In my early forties I moved to Mexico, where living in cement houses with cold, ceramic-tile floors made my condition worse. There were days when I literally could not get out of my inflatable bed, and dressing was a challenge. Able to afford a doctor in Mexico, I met with a Russian MD who spoke English. He had a good look at me and declared that unless I wanted to spend my old age in a wheelchair, I needed surgery within two years. I said I couldn’t afford surgery. He wrote me a prescription for Valium, the truffle of tranquilizers, and gave me three syringes of epidural steroids, which provided temporary relief but did nothing to address my fundamental affliction.
Years later, when I was employed again as a cook in Nebraska, my back turned against me full time. I walked around in various stooped and tilted positions, wore a brace (which didn’t help but at least mitigated the pain), and often had to take the pans out of the oven on my knees. One day my employer asked me to fry up a bag of snacks called Spudsters, which were breaded mashed-potato balls. I dropped them into a vat of 350-degree oil, where they browned nicely. Deep-fried food generally floats when it’s done, but the Spudsters were big, so I let them cook a moment longer, just to make sure they weren’t still frozen in the middle. As soon as I dumped them into a serving bowl, they began to explode, and all three of us behind the line hit the deck, swearing in amazement amid the whizzing hot-potato shrapnel. I needed help getting off the floor.
Despite the priceless comedy I provided nightly, my employer took pity on me and insisted on paying for a full chiropractic examination. I did not have confidence in chiropractors, but at this point I was desperate. X-rays revealed that my neck, and not my lower back, was the origin of the problem. After a bit of tapping at the base of my skull with a rubber reflex hammer, some measuring with a T-square, and a session of table manipulation, my chiropractor seized me about the shoulders and audibly wrenched my carriage a few times. I was given a cold pack and a set of exercises to perform daily. Dazed and slightly stiff but nevertheless pain-free, I sailed from that office with a straight rudder, my view on chiropractic revised.
It wasn’t long, however, before my back reverted to its old ways. After each visit to the chiropractor I would feel renewed, and I’d faithfully continue the exercises and cold-pack applications, but a month or two later I would be back to taking the pans out of the oven on my knees. I gave up all notions of rehabilitation and resigned myself to scrabbling around like an arthritic chimpanzee who’d been shot in the leg. It was no monumental burden. My life was relatively easy. There were billions of others on earth who had it much tougher.

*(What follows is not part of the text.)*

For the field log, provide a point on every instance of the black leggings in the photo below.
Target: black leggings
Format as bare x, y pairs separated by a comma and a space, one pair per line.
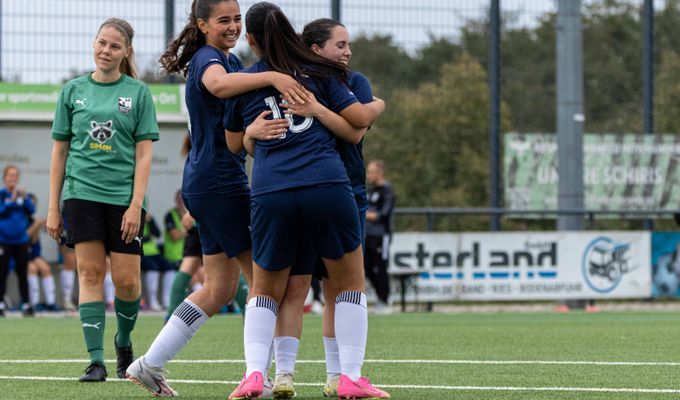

Four or five years ago, in my early fifties, I was working as a school janitor when my back problems simply went away, without medicine, exercise, ice packs, essential oils, cayenne plasters, chiropractic, or yoga. The pain and kinks and crippling snarls were gone. I put my brace in a drawer, where it lies untouched today.
The idea that problems can solve themselves is one I have always liked, but I can’t explain how it happened for me or why it took almost forty years. As I’ve experienced a measure of success in my writing career, the physical demands on me have lessened, and my stress level has diminished. Perhaps that’s the reason my spine has decided to live in harmony with me for a while. Gravity, the force that pulls us all to our earthly fates, might have been a factor as well. I won’t rule out will, diet, sympathy from the gods, or any combination thereof. As with so many things, I don’t claim to know. I’m just grateful I never had the money to go under the knife.